Expression levels of all selected genes raised at 3rd h or 24th h in root or leaf tissue. These genes can be thought to have a role in drought response together with other transcription factors and stress genes. Between these genes, CsLEA-09, CsLEA-32, CsLEA-54, CsLEA-57 genes showed a similar pattern in leaf and root tissues and upregulated in leaf than in root tissues. When compared expression levels of these genes in leaf and root tissues, CsLEA-37, CsLEA-49, CsLEA-76 and CsLEA-77 genes were late response genes.

Transcriptome data and real time PCR results were convenient together. However, CsLEA-32, CsLEA-37 and CsLEA-57 genes showed expression only in root tissue in transcriptome data while their expression were observed both in root and leaf tissues in real time PCR results. Application of drought stress condition and the cultivar of the cucumber plant may be the reason of these differences.

According to orthologous gene analysis from Arabidopsis named as #4, #14 and #10, LEA genes had orthologous relations with CsLEA54 gene whose expression level upregulated in leaf tissues under drought conditions. Also #4 (AT1G20440.1) and #10 (AT1G76180.1) Arabidopsis LEA genes were induced under different stress conditions especially, under cold stress. Besides, CsLEA73 gene expression augmented by water limitation in cucumber and Arabidopsis LEA #41 gene expression, which is the orthologous of CsLEA73 gene, was upregulated by drought stress, too. In addition, expression level of SAG gene (senescence-associated gene) 21 (#38) from Arabidopsis, which is another gene ortholog of CsLEA73 gene, raised under cold, salt and drought stress conditions (Hundertmark and Hincha 2008; Weaver et al. 1998).
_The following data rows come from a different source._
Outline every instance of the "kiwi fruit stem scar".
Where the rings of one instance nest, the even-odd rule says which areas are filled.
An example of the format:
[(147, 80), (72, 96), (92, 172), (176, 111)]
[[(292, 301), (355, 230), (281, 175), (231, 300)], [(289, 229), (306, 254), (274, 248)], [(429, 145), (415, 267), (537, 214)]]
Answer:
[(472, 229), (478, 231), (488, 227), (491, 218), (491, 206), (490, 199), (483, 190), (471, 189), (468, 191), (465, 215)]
These findings are relevant with our results and suggest that these proteins may have essential roles under drought stress conditions in these plants. Furthermore, five members of LEA genes among studied eight ones in tomato were upregulated when LEA gene expression patterns explored under salt, water deficiency or cold conditions (Cao and Li 2015). In addition, gene expression levels of some LEA proteins in potato (StDHN2a, TAS14 and StLEA27) were expressed only in water deficiency and/or salt conditions while StDHN1 (YSK2) and StDHN25 (SK3) genes were expressed in all tissues which may explain the roles of these proteins in the normal plant development stages (Charfeddine et al. 2015). Our findings are consistent with previous studies revealing functional roles of LEA gene family under abiotic stress conditions. This protein family may provide a protection for embryonal structures under drought stress conditions (Hanin et al. 2011; Du et al. 2013; Lan et al. 2013)

This study reports a detailed genome wide identification of LEA genes in cucumber genome. Physiological characteristics of CsLEA proteins and their systematic positions were evaluated in this study. Our findings suggest that LEA genes may be potential response genes under the water limitation conditions. Further detailed studies should be done for understanding of this important gene family function in cucumber.